The Tigua Indians in El Paso bake bread, known as pahhú, in outdoor ovens called hornos.

The bread is a very popular seller among tourists visiting the Tigua Reservation. It is best torn off in chunks, rather than sliced, and most delicious when eaten as soon as possible from the oven. Our visiting relatives always bought this bread as soon as they arrived in El Paso and carried some back home, as well.

I was still teaching when I made this familiar Southwest setting for a glass dome many years ago, and I am pretty sure it was still in the 80s.

The vine-laden adobe wall is regular styrofoam. The lower wall section which includes the oven was the corner of foam packaging for something connected with our computer. The oven itself is a styrofoam ball. It was all glued together, then plastered with spackling compound, painted with clay color acrylic paint, then given a dirty water wash and dabbed all over with a soft cloth. Additional darkening was added to the oven interior and around the edges.
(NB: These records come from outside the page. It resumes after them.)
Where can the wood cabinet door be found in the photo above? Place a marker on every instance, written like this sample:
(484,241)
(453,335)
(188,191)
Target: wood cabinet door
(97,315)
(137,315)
The real ovens are made with plastered-over adobe bricks; some have layers of heat-conducting rocks in the base. Fires are built in the ovens and when the coals are at the right stage the interior is cleared and swept clean, then the bread is placed inside for baking.

The door is propped tightly in place and wet rags stuffed around it, sealing it tightly. Wet rags are also stuffed into any cracks where smoke is visible to prevent heat escaping. The little brush, which is wired-together straw, is used to sweep the area.

Better tear off a chunk while it's still hot!

Nothing is wasted; so after the bread is removed, corn, squash or chilies are sometimes roasted with the left-over heat, depending on the season. In the old days, vegetables were roasted in quantity and stored for later use. (These chiles are made from Fimo.)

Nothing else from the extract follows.